Görüldüğü gibi tüm bu ihtiyaçlar bir tatmin olma ihtiyacıdır. İlk basamağın ihtiyacı – tatmini- gerçekleşmeden diğer basamaklara geçebilmek zordur. En zor basamak ise insanın kendisini gerçekleştirebilmesidir. Tüm bu hiyerarşik düzende bir tatmin – haz- duygusu hâkim durumdadır…

Dünyayı kana bulayan Adolf Hitler’in alt benliğinin güçlü olması, kendini gerçekleştirebilmesi için her yolu mubah görerek ölümlerden-öldürmelerden haz aldığını söyleyebiliriz. Hatta yenilgiyle biten savaş sonrasında intihar etmesinin de hazza yönelik olduğunu söyleyebilmek mümkündür…
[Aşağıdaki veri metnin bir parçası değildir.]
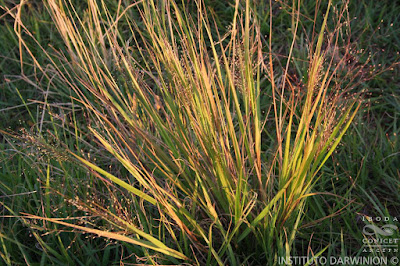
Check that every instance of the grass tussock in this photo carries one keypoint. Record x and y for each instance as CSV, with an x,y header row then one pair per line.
x,y
217,147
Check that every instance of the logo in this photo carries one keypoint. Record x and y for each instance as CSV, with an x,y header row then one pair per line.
x,y
386,230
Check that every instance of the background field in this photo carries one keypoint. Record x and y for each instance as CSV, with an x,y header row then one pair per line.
x,y
361,179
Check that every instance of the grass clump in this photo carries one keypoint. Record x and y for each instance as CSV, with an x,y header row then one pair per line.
x,y
215,146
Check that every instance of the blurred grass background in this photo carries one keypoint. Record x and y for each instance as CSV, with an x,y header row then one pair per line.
x,y
361,178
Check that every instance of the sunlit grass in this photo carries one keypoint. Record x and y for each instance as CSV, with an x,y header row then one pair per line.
x,y
177,104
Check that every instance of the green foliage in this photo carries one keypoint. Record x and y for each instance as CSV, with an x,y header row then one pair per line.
x,y
181,132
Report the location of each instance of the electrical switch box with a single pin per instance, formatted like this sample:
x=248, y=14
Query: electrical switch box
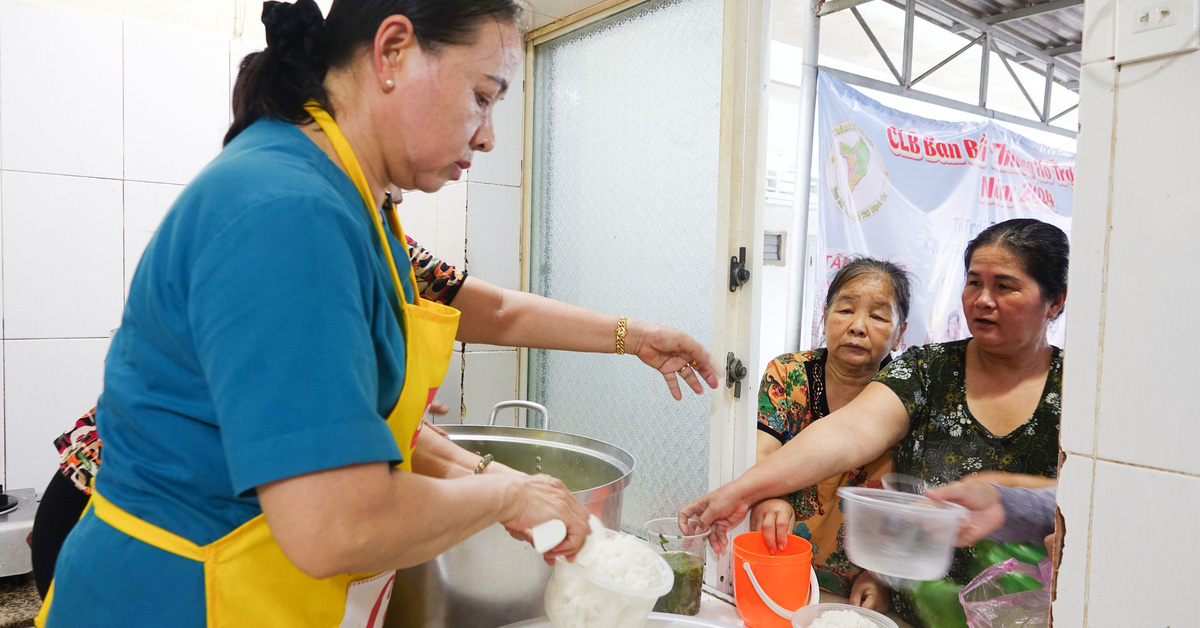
x=1149, y=29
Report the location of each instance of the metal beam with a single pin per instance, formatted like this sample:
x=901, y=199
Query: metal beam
x=948, y=59
x=879, y=46
x=798, y=235
x=887, y=88
x=1065, y=112
x=959, y=15
x=910, y=16
x=1020, y=87
x=1065, y=49
x=834, y=6
x=984, y=67
x=1036, y=10
x=1049, y=90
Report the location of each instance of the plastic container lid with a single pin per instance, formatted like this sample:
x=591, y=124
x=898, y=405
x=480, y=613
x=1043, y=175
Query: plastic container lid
x=900, y=534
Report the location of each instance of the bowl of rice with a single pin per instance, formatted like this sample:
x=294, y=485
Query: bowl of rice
x=839, y=616
x=615, y=580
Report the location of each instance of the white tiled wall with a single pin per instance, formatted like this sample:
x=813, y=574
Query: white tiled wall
x=60, y=103
x=63, y=255
x=175, y=105
x=96, y=141
x=48, y=384
x=1129, y=490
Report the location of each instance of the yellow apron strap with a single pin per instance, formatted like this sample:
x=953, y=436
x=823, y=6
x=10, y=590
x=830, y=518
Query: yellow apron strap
x=346, y=153
x=144, y=531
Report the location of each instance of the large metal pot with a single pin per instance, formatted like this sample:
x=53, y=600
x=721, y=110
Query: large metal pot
x=492, y=579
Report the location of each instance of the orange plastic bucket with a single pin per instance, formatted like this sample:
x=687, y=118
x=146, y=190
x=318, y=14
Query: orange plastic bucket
x=769, y=588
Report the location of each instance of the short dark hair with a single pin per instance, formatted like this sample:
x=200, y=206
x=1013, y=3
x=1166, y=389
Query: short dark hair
x=1042, y=247
x=303, y=46
x=859, y=267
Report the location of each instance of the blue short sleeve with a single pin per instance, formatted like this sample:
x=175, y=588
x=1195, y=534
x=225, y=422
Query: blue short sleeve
x=283, y=338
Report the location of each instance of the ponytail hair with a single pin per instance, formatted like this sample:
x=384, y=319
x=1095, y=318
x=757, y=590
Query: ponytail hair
x=303, y=46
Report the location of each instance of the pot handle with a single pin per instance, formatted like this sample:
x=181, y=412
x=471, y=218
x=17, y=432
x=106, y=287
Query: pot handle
x=521, y=404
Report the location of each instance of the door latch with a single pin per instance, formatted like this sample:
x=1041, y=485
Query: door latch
x=738, y=271
x=735, y=372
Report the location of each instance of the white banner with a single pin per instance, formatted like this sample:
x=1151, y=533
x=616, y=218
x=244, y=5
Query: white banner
x=913, y=191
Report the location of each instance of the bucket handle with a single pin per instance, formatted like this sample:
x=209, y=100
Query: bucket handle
x=754, y=581
x=521, y=404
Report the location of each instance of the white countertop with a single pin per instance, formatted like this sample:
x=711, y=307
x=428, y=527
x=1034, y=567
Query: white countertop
x=717, y=609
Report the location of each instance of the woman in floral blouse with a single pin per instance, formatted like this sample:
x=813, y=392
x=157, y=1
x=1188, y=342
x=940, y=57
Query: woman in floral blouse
x=865, y=314
x=987, y=404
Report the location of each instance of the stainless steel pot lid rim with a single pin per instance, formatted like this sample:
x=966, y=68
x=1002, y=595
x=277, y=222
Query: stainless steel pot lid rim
x=658, y=620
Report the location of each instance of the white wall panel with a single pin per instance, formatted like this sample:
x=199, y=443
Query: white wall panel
x=61, y=99
x=1090, y=229
x=177, y=101
x=490, y=377
x=1075, y=504
x=48, y=384
x=1149, y=350
x=1144, y=522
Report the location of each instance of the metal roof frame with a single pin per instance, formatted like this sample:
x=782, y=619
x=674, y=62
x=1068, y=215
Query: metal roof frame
x=1044, y=37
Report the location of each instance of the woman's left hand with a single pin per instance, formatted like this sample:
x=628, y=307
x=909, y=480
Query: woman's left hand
x=673, y=354
x=869, y=593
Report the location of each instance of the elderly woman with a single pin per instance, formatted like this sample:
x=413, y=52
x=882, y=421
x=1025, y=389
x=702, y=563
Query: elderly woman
x=985, y=404
x=264, y=461
x=865, y=314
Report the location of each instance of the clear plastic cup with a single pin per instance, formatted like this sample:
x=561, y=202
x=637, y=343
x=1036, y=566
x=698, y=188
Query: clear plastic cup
x=685, y=554
x=900, y=534
x=805, y=616
x=577, y=597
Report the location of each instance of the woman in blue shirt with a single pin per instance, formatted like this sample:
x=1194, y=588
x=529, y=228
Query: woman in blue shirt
x=261, y=416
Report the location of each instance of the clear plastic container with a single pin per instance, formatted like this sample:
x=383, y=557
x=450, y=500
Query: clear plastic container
x=805, y=616
x=900, y=534
x=899, y=482
x=685, y=554
x=577, y=597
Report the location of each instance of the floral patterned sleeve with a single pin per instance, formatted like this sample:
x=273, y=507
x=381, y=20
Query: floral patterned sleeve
x=436, y=280
x=783, y=398
x=906, y=376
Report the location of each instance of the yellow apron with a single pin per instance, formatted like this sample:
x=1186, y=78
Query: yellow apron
x=249, y=581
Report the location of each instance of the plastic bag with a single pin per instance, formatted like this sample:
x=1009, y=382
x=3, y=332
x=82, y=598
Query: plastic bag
x=1002, y=596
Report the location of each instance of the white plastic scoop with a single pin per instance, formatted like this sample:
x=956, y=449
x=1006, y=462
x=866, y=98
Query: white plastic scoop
x=547, y=536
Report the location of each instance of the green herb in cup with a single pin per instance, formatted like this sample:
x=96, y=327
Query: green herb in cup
x=689, y=578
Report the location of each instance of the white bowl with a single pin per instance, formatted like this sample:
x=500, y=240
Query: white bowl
x=900, y=534
x=577, y=597
x=807, y=615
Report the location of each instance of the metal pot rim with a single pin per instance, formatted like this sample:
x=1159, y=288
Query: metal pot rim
x=604, y=450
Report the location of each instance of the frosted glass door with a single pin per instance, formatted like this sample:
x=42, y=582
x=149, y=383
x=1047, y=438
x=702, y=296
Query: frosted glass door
x=624, y=204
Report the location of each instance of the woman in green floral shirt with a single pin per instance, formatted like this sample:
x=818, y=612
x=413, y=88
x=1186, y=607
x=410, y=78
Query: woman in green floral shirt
x=988, y=404
x=865, y=314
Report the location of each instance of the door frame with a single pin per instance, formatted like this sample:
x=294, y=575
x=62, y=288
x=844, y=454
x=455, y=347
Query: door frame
x=741, y=199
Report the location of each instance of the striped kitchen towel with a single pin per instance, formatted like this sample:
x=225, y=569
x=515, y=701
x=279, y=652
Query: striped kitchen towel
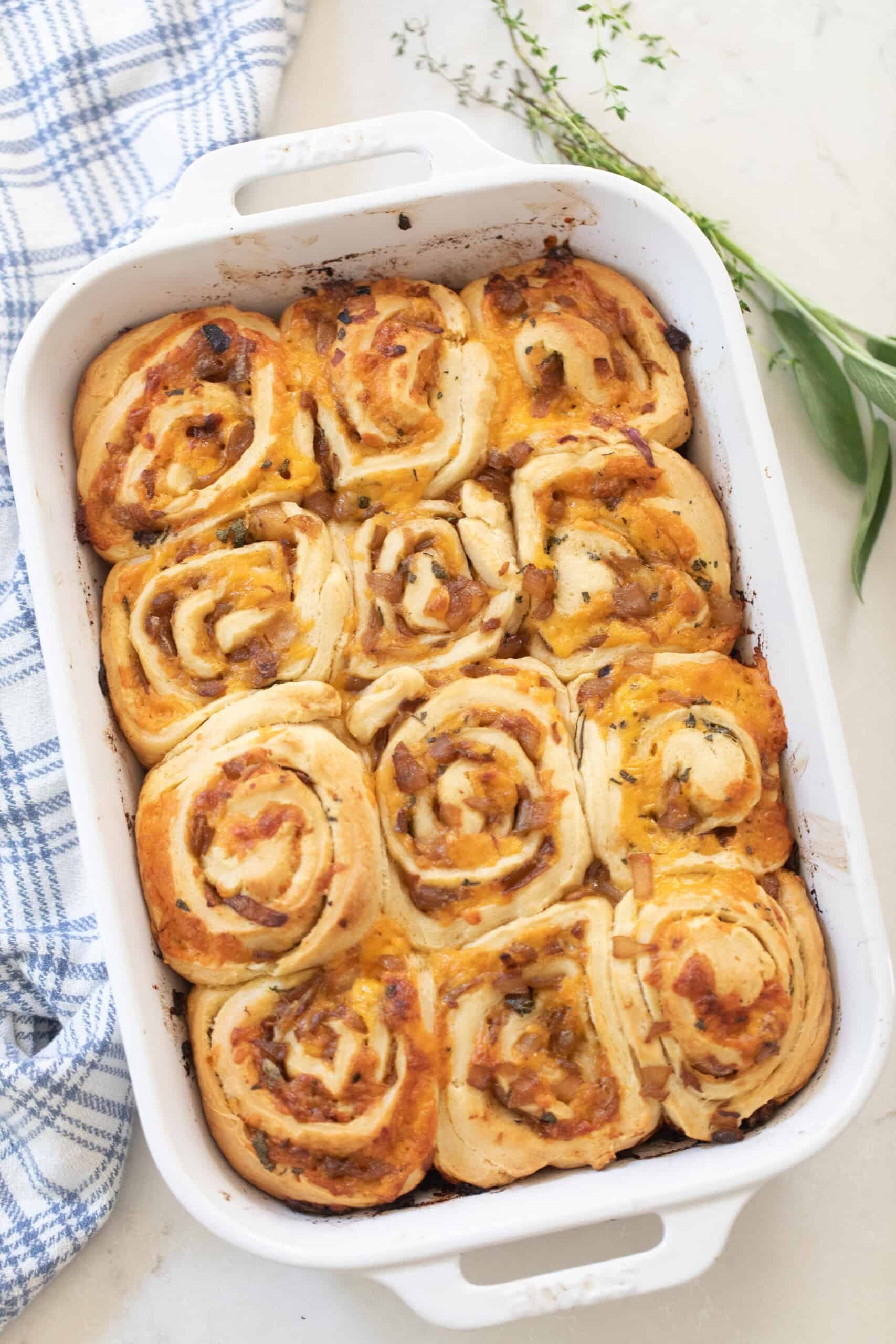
x=102, y=105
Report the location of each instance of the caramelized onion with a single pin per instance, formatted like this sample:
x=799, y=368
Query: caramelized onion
x=641, y=870
x=410, y=774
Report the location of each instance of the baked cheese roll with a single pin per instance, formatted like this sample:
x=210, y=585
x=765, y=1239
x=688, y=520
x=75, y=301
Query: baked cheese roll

Günümüzde her ne olursa olsun diyerek liderliğinin, diktatörlüğünün hazzını gerçekleştirmek için bu yönde toplumlara acı veren, kendisi de bu acılardan büyük hazlar duyan sözde liderlerle karşı karşıyayız… Hırsızlıktan, öldürmekten, öldürtmekten, şiddetten haz duyan anlayışlar hep içimizde var ve olmaya devam ediyor…

Zizek’in “Aşırmanın hazzı” betimlemesi ben de bu çağrışımları yaptı…

Haz konusunda ölçülülüğe dikkat edin diyeceğim ama ölçülülük nedir, bilmiyorum…

***

Bu arada aşırmak- hırsızlık- hakkında Dünya Halkları Atasözlerinde ne demişler bir de ona bakalım…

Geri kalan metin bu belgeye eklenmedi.